The Longest Yard (1974).

Review #778: The Longest Yard.

Burt Reynolds (Paul "Wrecking" Crewe), Eddie Albert (Warden Rudolph Hazen), Ed Lauter (Captain Wilhelm Knauer), Michael Conrad (Nate Scarborough), James Hampton (Caretaker), Harry Caesar ("Granny" Granville), John Steadman (Pop), Charles Tyner (Unger), Mike Henry (Rasmussen), Jim Nicholson (Ice Man), Bernadette Peters (Miss Toot), Pepper Martin (Shop steward), Robert Tessier (Connie Shokner), Richard Kiel (Samson), Anitra Ford (Melissa), and Ray Nitschke (Bogdanski) Directed by Robert Aldrich (#105- What Ever Happened to Baby Jane?)

Yes, I'm aware of the timing to be back.

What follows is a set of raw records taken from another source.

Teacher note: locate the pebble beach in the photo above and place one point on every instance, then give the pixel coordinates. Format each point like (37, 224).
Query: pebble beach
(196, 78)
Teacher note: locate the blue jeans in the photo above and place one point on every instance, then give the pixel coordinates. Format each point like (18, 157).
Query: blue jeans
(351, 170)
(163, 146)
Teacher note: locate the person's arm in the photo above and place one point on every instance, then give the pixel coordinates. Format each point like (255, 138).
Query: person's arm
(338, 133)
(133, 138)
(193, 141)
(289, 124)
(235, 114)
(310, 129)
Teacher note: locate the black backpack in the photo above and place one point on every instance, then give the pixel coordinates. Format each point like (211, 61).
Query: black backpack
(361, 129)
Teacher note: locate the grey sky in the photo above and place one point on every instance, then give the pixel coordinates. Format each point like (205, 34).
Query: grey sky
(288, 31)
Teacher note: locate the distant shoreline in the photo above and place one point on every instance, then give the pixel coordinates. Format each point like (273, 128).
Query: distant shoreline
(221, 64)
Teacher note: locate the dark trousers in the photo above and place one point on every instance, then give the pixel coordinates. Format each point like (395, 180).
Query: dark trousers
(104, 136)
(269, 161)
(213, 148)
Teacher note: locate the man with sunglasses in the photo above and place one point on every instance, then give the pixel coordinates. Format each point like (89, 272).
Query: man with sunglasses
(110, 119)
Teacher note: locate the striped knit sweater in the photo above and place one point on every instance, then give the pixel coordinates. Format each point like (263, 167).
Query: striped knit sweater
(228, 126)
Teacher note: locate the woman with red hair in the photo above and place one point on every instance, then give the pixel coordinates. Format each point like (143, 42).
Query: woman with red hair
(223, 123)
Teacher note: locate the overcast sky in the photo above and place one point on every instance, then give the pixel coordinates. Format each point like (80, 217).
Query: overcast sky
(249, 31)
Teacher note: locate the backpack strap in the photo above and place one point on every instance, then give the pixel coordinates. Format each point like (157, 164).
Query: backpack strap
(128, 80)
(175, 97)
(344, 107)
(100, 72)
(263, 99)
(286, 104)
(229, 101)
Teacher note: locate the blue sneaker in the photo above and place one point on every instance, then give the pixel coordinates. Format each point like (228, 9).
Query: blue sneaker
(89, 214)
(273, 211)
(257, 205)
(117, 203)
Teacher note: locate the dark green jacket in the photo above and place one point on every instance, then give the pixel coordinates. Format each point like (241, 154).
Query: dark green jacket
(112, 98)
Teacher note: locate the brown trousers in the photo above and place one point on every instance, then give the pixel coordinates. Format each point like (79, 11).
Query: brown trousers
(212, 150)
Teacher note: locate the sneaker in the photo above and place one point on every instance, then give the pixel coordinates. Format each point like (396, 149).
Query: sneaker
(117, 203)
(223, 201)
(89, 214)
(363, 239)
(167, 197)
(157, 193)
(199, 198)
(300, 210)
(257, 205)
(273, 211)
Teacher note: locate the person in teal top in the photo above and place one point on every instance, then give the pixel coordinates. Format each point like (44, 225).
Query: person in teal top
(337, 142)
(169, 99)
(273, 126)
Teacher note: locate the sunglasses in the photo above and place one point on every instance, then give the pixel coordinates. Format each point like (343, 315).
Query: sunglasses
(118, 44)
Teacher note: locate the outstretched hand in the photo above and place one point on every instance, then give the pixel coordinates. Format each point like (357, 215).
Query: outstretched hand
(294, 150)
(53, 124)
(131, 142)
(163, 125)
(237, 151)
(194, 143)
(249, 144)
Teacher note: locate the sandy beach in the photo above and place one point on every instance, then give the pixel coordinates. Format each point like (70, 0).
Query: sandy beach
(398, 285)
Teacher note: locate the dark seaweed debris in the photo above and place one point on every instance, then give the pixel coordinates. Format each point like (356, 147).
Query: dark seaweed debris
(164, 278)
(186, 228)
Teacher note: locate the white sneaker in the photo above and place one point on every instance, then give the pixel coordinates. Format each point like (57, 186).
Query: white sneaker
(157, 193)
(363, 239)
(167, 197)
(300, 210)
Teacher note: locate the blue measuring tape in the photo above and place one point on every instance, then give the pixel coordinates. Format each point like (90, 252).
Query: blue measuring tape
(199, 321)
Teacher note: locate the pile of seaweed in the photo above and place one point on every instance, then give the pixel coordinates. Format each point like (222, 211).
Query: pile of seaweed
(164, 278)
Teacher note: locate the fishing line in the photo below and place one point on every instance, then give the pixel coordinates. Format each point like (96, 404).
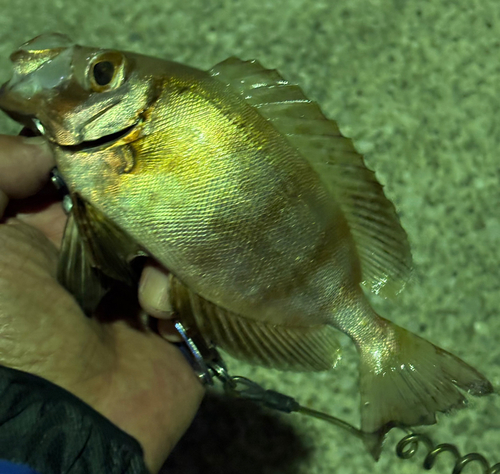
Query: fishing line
(209, 365)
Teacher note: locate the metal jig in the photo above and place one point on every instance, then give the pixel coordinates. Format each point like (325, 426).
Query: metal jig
(208, 365)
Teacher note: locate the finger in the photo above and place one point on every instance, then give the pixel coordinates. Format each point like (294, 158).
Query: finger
(4, 200)
(25, 164)
(154, 291)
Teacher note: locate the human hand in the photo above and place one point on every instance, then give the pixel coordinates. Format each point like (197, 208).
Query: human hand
(133, 377)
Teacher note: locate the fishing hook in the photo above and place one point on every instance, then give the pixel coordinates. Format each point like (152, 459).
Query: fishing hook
(213, 367)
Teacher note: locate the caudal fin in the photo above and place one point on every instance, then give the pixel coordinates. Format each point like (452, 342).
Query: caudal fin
(405, 380)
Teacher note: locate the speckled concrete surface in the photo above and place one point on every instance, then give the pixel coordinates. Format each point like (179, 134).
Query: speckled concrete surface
(415, 84)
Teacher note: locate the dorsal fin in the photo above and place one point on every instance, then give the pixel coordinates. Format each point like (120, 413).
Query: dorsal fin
(381, 242)
(296, 348)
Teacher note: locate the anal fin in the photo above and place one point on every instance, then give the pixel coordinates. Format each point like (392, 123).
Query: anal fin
(281, 347)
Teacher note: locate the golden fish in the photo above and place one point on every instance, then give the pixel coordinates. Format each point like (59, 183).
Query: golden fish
(264, 214)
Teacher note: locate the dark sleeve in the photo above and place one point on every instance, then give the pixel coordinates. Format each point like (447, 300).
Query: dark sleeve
(48, 429)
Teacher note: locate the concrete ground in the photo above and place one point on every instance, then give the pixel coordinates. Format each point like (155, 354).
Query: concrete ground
(415, 84)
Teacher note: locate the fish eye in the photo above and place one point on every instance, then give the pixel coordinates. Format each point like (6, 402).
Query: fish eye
(106, 71)
(103, 72)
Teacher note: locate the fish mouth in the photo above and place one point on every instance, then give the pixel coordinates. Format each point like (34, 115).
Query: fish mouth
(98, 143)
(102, 142)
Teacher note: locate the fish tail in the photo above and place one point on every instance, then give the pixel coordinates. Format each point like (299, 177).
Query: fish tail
(405, 380)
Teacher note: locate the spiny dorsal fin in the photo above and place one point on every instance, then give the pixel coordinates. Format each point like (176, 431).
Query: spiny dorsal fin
(281, 347)
(381, 241)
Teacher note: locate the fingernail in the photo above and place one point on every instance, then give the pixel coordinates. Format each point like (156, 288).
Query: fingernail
(34, 140)
(167, 330)
(40, 142)
(154, 293)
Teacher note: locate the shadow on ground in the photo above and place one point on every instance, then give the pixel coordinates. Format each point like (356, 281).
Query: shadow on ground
(231, 436)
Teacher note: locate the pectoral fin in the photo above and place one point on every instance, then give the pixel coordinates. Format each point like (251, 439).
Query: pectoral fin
(94, 252)
(76, 271)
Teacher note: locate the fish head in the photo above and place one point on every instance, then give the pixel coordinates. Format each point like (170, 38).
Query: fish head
(73, 94)
(91, 104)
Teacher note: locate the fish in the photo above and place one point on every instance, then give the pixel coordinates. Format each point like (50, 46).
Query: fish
(266, 217)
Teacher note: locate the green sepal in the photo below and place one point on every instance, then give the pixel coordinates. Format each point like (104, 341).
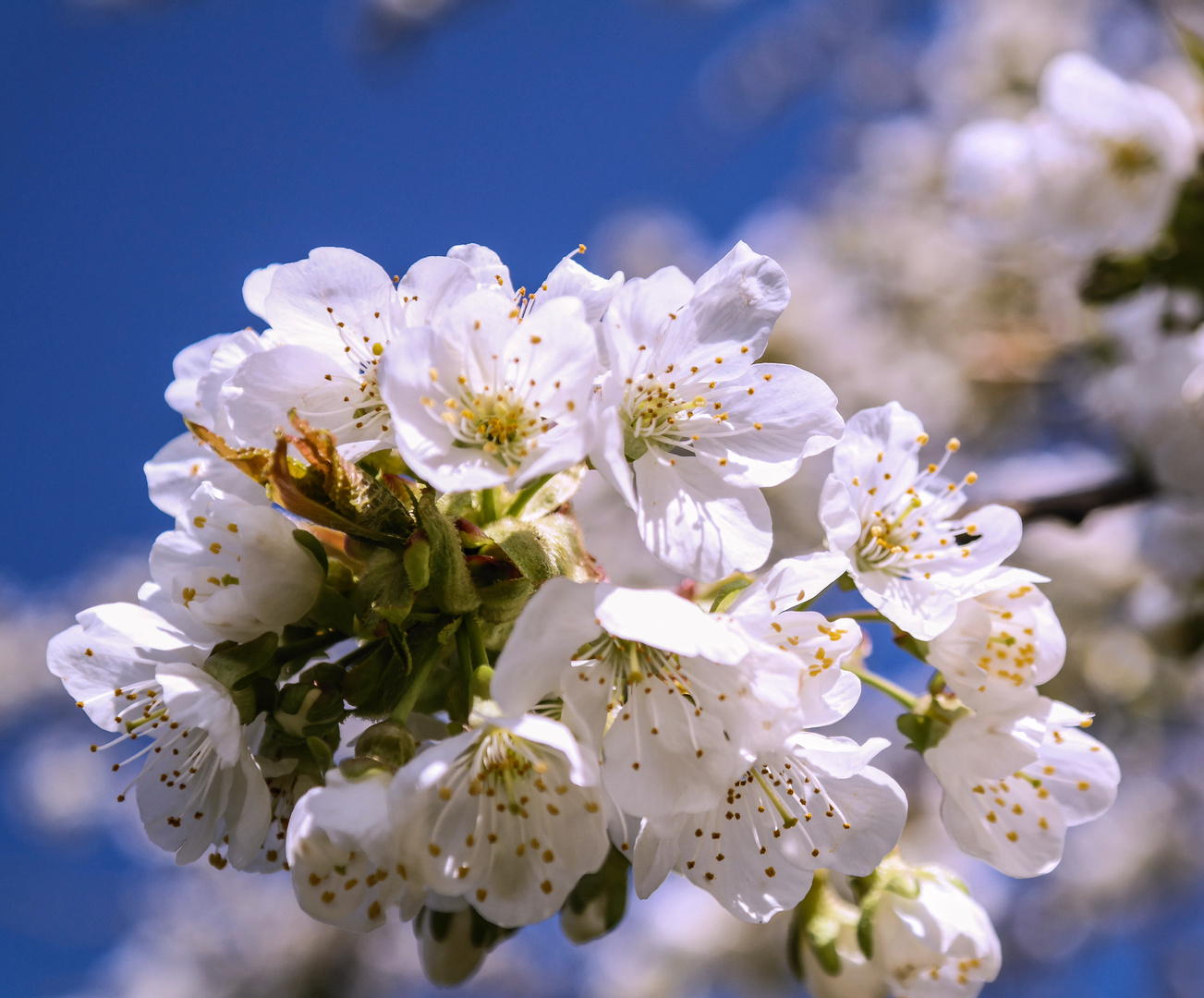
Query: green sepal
(373, 685)
(866, 926)
(607, 887)
(313, 545)
(727, 593)
(921, 731)
(322, 756)
(450, 585)
(1192, 43)
(383, 591)
(386, 743)
(331, 609)
(235, 663)
(481, 675)
(504, 601)
(246, 700)
(525, 548)
(417, 559)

In any case, The Longest Yard is a movie I had wanted to review, but I only had recently got the chance to finally watch the film, and what better way to do it on Sunday? In any case, The Longest Yard has a gallery of characters that generate a good deal of laughs, especially Reynolds, who seems to be perfectly at home with this character, filled with that expressionist grin. It's a movie that pulls all the punches, having a good deal of fun, with its own edge of football violence that anyone can associate with the sport. One of my favorite scenes is where Reynolds and another inmate exchange pleasantries (if you'd call it that) of stacking mud onto their pants, with the two getting into a mud-fight. Somehow, seeing the Captain coming out of the car gets them all laughing (even the guards laugh), and I can't help but crack up at everybody having a good laugh in the middle of a swamp. I do love the introduction to the football game, complete with split images of multiple shots. This is a movie for anyone looking for a good time with Burt Reynolds and a bunch of inmates who while being pretty criminal (including at least one murderer), are at least interesting to watch try to play some football, which is fine by me. It's a brutal film, but it is a movie that knows what its doing, and it knows how to make you laugh.

Football players in this movie (because why not?): Joe Kapp, Ray Nitschke, Mike Henry, Pervis Atkins, Ernie Wheelwright and Ray Ogden.

Overall, I give it 8 out of 10 stars.